According to the Daily News, Las Galeras Pharmacy in the Dominican Republic is undercutting sales of for-profit Durex condoms, which cost more than a dollar, by selling the NYC free condoms at about 50 cents. “We buy them from a provider here in the Republic,” pharmacist Francisco Pallano told the Daily News. “They distribute them to any pharmacy that wants them.” Pallano told that newspaper he did not know the distributor’s name.

The NYC condom program began as an effort to stop the spread of sexually transmitted diseases as well as to decimate the number of unwanted pregnancies. During its launch, Dr. Thomas R. Frieden, former New York City health commissioner and now director of the Centers for Disease Control and Prevention, stated, "Condoms can prevent HIV, other sexually transmitted infections, and unintended pregnancies. Abstinence is failsafe, and reducing the number of sexual partners reduces risk of infections. But for sexually active people, using a condom is key to staying healthy.”

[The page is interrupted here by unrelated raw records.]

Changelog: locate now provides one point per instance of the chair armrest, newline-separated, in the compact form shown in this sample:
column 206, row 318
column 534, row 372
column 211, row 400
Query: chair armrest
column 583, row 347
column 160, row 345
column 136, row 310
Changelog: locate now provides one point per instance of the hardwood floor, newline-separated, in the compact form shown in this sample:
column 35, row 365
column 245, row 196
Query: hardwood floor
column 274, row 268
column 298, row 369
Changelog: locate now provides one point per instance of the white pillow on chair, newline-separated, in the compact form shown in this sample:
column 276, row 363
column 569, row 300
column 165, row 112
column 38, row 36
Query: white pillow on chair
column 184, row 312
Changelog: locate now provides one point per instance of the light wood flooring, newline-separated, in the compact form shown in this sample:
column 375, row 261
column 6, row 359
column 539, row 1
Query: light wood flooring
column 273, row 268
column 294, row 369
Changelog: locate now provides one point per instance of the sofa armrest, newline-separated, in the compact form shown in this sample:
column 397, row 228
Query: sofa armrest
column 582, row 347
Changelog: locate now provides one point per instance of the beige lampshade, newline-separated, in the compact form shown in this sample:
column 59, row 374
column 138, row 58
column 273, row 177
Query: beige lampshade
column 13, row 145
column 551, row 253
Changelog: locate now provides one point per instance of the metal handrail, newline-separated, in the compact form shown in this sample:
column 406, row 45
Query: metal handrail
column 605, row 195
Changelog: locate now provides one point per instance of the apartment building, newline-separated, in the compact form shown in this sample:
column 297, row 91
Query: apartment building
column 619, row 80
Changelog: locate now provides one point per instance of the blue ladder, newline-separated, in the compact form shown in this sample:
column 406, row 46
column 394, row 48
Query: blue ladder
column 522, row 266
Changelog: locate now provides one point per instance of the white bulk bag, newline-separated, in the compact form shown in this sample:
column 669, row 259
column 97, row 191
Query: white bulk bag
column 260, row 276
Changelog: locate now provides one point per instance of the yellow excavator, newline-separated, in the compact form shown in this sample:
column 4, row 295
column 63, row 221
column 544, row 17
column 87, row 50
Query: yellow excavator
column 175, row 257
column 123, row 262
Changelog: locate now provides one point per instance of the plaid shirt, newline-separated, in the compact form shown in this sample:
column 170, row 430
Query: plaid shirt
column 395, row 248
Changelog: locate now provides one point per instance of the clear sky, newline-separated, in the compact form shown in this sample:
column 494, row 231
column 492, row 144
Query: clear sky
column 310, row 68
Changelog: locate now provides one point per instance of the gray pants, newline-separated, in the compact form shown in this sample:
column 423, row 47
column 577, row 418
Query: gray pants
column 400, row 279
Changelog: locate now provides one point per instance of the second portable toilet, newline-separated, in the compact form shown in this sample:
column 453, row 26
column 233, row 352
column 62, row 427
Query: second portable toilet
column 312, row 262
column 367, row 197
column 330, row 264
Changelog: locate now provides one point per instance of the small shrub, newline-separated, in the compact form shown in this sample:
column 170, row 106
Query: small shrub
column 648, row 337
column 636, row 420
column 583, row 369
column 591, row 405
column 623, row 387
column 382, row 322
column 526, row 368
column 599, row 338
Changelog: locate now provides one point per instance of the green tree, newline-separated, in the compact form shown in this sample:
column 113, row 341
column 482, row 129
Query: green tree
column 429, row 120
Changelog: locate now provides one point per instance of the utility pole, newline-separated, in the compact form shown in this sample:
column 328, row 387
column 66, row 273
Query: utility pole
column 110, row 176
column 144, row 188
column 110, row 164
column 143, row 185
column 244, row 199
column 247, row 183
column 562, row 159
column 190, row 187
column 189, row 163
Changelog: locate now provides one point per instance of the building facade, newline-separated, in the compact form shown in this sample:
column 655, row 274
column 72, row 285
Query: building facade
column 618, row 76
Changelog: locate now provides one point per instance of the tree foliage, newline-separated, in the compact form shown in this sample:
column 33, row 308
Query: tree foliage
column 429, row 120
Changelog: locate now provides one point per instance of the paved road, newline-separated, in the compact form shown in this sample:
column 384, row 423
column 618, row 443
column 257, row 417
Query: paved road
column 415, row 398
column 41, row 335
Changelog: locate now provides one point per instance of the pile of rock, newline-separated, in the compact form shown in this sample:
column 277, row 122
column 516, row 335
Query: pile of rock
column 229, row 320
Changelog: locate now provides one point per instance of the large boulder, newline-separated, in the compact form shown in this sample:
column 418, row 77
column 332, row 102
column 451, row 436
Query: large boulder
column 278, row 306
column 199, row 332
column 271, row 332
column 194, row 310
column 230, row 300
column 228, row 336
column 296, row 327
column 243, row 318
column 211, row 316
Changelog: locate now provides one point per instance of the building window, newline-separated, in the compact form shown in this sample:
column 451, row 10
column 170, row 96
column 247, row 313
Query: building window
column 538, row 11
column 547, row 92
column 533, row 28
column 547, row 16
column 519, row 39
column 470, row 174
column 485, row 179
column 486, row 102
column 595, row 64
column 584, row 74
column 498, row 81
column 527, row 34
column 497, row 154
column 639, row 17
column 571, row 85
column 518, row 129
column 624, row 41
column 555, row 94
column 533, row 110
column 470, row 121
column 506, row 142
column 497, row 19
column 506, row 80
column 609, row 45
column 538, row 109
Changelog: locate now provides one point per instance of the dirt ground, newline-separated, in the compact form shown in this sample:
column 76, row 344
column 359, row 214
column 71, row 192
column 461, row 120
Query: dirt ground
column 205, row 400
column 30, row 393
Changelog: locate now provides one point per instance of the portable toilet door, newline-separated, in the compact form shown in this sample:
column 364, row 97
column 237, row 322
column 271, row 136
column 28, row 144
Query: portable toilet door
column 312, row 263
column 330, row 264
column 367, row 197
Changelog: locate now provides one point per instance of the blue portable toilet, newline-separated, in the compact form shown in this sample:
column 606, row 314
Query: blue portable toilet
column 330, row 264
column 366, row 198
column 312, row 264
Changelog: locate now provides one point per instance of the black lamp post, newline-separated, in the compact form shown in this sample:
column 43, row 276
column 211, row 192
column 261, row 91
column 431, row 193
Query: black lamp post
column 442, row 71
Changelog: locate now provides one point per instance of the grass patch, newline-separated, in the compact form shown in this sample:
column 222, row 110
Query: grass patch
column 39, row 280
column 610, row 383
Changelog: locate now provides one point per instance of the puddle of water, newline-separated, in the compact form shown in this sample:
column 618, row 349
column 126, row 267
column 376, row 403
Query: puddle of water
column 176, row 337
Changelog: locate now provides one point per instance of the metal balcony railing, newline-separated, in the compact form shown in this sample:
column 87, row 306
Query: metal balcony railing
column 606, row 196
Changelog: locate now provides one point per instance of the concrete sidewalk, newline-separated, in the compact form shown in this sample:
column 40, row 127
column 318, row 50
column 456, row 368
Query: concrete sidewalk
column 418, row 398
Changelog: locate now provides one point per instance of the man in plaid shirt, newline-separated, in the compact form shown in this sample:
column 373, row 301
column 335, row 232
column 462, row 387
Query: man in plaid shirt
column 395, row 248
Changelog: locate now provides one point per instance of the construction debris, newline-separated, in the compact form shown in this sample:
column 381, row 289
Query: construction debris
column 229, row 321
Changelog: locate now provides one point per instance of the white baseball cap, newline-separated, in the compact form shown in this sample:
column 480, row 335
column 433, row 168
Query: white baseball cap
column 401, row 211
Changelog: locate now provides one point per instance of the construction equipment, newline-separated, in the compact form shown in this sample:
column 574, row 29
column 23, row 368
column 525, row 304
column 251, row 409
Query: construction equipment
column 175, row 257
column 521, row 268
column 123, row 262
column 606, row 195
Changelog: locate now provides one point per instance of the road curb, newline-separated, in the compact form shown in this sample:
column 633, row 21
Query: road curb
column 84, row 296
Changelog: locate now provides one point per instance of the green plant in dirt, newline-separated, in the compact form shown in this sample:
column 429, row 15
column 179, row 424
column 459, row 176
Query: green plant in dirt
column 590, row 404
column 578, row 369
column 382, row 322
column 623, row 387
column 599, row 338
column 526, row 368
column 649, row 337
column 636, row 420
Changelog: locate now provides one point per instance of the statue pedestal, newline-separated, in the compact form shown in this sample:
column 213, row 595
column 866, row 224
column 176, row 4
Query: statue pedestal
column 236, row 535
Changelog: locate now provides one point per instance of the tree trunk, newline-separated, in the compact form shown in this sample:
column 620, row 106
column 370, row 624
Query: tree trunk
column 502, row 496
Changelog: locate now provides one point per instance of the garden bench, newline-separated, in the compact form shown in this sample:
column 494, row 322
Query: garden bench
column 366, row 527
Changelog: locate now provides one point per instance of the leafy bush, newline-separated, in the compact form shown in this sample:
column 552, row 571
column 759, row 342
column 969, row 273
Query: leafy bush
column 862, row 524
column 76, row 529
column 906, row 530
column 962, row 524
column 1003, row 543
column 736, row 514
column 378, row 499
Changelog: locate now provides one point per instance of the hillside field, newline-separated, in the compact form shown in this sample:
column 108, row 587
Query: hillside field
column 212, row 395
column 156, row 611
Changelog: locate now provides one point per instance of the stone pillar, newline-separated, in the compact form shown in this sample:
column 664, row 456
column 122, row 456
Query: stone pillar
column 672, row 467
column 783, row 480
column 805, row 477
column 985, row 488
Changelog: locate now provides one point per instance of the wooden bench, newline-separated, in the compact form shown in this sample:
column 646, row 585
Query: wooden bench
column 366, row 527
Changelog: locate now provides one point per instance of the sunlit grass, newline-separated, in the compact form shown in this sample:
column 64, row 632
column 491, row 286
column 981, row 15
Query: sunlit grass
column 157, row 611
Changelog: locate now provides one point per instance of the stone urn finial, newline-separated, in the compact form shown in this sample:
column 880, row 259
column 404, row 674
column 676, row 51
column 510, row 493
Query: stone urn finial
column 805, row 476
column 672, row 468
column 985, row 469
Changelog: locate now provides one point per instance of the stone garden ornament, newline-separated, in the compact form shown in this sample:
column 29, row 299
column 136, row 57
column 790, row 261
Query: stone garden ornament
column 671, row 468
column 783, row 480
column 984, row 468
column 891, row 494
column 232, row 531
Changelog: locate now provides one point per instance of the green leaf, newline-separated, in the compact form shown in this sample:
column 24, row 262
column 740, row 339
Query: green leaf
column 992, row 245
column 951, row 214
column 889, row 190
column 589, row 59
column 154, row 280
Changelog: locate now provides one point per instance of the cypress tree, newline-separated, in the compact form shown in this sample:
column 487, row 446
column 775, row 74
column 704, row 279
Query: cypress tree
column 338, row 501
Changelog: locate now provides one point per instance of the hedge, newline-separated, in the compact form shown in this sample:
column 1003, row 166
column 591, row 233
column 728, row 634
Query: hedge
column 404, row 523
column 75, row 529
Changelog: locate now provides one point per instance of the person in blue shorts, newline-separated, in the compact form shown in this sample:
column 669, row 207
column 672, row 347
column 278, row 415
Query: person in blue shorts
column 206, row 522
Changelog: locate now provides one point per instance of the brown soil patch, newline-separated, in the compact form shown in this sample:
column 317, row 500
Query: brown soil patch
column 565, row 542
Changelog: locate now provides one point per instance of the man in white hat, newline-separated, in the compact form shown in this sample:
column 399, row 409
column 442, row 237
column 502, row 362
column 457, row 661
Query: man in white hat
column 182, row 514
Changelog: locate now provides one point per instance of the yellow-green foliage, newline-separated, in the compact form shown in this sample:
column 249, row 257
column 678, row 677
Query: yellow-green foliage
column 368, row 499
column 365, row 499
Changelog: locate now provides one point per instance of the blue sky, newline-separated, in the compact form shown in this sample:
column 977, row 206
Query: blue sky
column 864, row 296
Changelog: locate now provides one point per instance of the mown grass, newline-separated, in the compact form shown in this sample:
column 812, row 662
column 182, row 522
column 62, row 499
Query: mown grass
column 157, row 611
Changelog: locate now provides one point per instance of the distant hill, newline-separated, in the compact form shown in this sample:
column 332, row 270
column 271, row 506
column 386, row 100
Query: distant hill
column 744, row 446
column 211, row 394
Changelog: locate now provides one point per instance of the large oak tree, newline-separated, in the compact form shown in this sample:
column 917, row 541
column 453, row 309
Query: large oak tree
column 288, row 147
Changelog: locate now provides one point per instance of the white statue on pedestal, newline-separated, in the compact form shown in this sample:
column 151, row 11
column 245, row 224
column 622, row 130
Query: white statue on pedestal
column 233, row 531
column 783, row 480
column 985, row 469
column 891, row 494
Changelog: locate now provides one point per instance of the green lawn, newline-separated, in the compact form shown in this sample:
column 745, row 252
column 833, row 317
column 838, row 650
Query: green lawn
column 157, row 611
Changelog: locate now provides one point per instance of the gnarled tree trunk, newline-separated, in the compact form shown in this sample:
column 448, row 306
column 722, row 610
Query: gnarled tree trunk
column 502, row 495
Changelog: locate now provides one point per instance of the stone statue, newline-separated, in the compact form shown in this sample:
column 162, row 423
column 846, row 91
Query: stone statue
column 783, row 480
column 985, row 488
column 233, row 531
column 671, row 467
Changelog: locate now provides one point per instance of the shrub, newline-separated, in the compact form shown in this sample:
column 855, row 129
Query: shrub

Although from a public health standpoint, distribution of condoms anywhere is beneficial to all and may even have a very minor impact on New York City’s public health — being host to visitors from this Republic and home to its immigrants, Dominican sexual behavior has some impact on the city. From an economic perspective, though, this is a disaster as the city cannot waste any money on programs that do not directly benefit its citizens, many still hurting from Hurricane Sandy and the 2008 economic downturn.

According to a report published in American Journal of Public Health in 2009, the city's free condom program led to “high levels of NYC Condom awareness, and awareness translated into use, as 68 percent of respondents” in a survey conducted six months after the launch had used them. In a more recent report published in the same journal, the researchers found continued high rates of NYC Condom use. Data from New York City Department of Health and Mental Hygiene shows that rates of new HIV infections have almost halved in the decade ending in 2013. Meanwhile, the annual number of free NYC condoms produced has increased to 38 million, while the number of organizations distributing the condoms has risen to 3,500; these include bars, restaurants, health clubs, coffee houses, barbershops, nonprofit groups, health care providers, and hospitals. “The NYC Condom Program has been immensely successful in promoting and encouraging safer sex,” Health Commissioner Dr. Mary Bassett said during a recent launch of a new look to the familiar city brand. "Successful" more than she knows.